Visual perception of biological motion is a complex process that involves several independent mechanisms. Particularly, two such mechanisms have to be distinguished. One responds to the local motion of the feet of a moving animal and signals both the presence and the facing direction of the animal. The second integrates the global configuration of a set of moving dots into the coherent, articulated shape of a human or animal body. We hypothesize that the first one is evolutionary old, not specific to human motion, and not sensitive to learning, while the second requires individual learning and is therefore specific to human motion. Here, we conducted two experiments. The first one required an observer to derive the direction in which a stationary walker was facing. The walker depicted either a human walker, a walking pigeon or a walking cat masked by a varying number of stationary flickering dots. Walkers were shown either spatially intact or scrambled.
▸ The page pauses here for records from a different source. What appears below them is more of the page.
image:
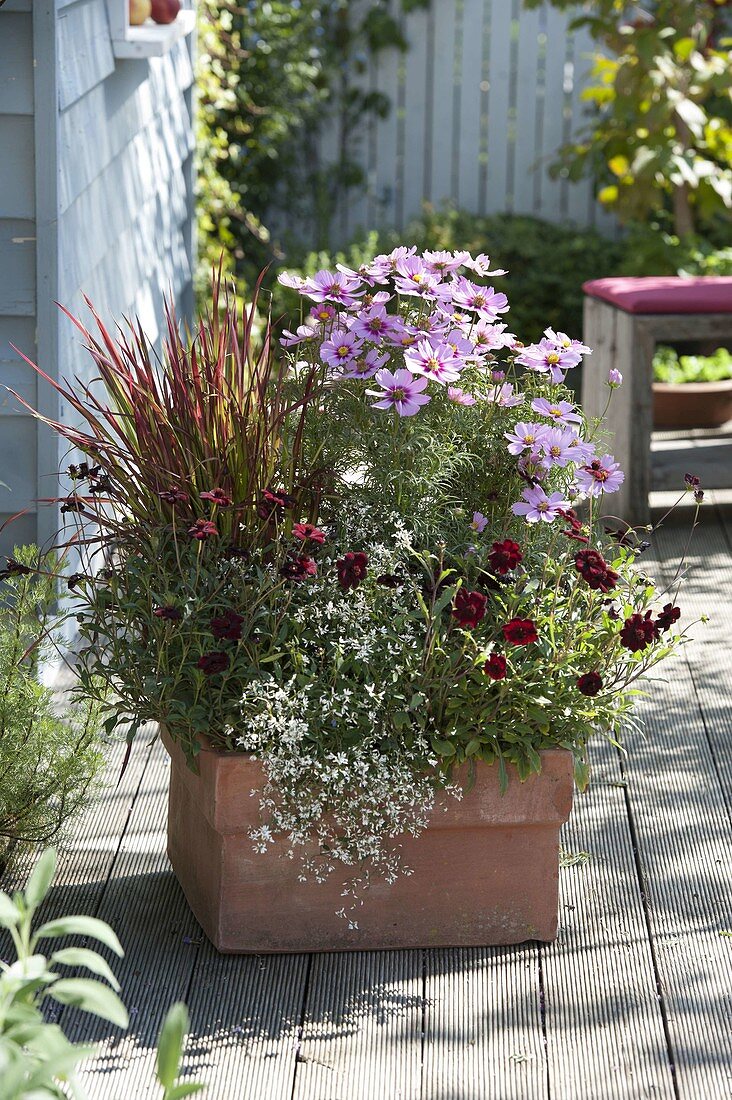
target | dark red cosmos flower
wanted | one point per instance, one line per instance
(171, 614)
(504, 557)
(274, 503)
(299, 568)
(351, 570)
(203, 529)
(173, 495)
(590, 683)
(469, 608)
(666, 618)
(520, 631)
(593, 569)
(210, 663)
(638, 631)
(308, 532)
(227, 626)
(217, 496)
(495, 667)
Five blocks of 60 trials each were run to probe for learning effects. The second experiment was a 2AFC detection experiment. In each trial, two displays were shown. One contained only a mask of scrambled walkers while the other one also contained a coherent walker. Walkers depicted a human, a pigeon, or a cat. Again, five blocks with 60 trials each were run to test for learning effects. Results confirmed our hypotheses: For the first task which focused on the local mechanism, we found effects of the number of masking dots, and an effect of scrambling, but neither an effect of the nature of the walker, nor an effect of learning. In contrast, for the second task (requiring global shape-from-motion processing) we found much better performance for the human walker as compared to the non-human walkers, and a strong effect of learning.

Troje, N. F. Chang, D. H. F. (2007). Psychophysical dissociation between global and local mechanisms in biological motion perception [Abstract]. Journal of Vision, 7(9):552, 552a, http://journalofvision.org/7/9/552/, doi:10.1167/7.9.552.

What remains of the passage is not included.